First of all, I think we’re all a little sick of hearing whether the Fed will raise rates this month – or whether they should’ve done it sooner. We’re talking about 0.25% if they do it!
After seven years of zero interest rate policies, economists should be much more worried about the damage done from speculative bubbles and mal-investments created from such rates.
But the reason the markets could have a larger response to a hike is that they’re not used to a one-and-done, which is what I see happening.
Instead, they’ve witnessed the Fed going in one direction or the other for significant periods of time. So they assume that once they start hiking, they’ll continue to do so for years, even if very slowly.
But I don’t see that happening here.
If the Fed finally does raise rates, a whopping 0.25%, I predict that will be the last rate hike for a long time.
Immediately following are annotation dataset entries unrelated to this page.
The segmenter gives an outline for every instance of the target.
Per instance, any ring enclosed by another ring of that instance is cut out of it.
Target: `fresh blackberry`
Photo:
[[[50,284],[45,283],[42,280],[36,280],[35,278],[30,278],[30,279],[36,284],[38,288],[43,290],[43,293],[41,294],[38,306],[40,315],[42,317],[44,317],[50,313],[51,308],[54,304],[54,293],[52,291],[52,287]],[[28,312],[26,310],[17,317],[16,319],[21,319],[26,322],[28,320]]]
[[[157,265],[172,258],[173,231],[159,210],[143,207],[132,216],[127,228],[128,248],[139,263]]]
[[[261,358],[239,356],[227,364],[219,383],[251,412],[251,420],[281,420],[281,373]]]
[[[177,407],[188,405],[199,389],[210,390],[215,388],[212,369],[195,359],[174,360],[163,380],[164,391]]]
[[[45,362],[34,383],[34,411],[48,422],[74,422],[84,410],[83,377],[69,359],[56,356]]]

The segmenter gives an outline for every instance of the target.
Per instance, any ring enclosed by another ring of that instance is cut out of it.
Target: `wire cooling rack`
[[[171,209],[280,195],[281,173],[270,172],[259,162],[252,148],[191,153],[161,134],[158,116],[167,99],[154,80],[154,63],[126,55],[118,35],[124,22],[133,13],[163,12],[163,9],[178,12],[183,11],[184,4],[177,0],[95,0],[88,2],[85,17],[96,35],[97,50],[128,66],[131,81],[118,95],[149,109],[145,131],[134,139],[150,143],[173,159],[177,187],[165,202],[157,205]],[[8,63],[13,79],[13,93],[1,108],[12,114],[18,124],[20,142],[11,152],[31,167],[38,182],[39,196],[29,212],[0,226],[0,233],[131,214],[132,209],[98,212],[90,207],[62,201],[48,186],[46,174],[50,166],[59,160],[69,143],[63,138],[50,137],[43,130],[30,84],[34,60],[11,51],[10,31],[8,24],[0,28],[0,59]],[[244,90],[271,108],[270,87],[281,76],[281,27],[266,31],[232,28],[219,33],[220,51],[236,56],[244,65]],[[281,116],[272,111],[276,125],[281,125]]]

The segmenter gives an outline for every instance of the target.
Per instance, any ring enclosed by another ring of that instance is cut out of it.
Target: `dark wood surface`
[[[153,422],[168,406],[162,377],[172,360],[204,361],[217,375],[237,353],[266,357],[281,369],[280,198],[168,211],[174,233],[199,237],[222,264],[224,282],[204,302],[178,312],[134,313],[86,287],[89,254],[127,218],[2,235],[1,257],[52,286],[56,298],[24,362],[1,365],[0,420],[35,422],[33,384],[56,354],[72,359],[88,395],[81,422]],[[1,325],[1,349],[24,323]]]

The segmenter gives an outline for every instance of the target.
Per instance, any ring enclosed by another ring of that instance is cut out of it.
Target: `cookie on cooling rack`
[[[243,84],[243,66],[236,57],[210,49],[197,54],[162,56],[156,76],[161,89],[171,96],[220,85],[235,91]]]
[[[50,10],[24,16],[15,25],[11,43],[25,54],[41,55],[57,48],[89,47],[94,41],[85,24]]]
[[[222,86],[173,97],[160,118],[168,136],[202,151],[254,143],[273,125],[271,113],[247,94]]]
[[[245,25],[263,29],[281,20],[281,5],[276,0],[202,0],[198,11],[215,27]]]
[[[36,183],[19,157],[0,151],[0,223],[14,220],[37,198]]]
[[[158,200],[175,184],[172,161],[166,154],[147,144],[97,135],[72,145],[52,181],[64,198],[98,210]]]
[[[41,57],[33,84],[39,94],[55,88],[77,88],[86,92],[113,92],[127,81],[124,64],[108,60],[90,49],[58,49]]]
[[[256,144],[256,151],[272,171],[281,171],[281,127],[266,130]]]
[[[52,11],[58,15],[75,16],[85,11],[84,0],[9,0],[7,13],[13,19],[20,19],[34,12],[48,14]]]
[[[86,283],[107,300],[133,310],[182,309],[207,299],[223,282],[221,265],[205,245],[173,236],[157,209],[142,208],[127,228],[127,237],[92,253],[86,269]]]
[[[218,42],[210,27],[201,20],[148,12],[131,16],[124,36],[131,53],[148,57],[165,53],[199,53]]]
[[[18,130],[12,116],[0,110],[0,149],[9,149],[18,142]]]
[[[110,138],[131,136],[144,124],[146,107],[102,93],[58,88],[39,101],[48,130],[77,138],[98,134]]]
And with worsening demographic trends here and around the world (especially in Europe), I don’t see much of a debate on the matter.
Just think – Japan’s fallen back into recession after the strongest QE ever.
Meanwhile, Europe is languishing, China and emerging countries continue to slow, and retail sales are weakening in the U.S.
Top it off with escalating geopolitical events and tensions – even a possible stock correction just ahead – and there’s a chance the Fed may hold off at the last minute.
But for now, the markets are largely convinced a hike will happen…
So let’s just cover our bases: what will that look like if it occurs?
For starters, I think stocks would react favorably just a little, but only at first. In the short-term, it would be a sign that the Fed felt confident in the economy enough to finally raise rates.
And for bonds, it would only be a negative for prices as yields would naturally start inching up.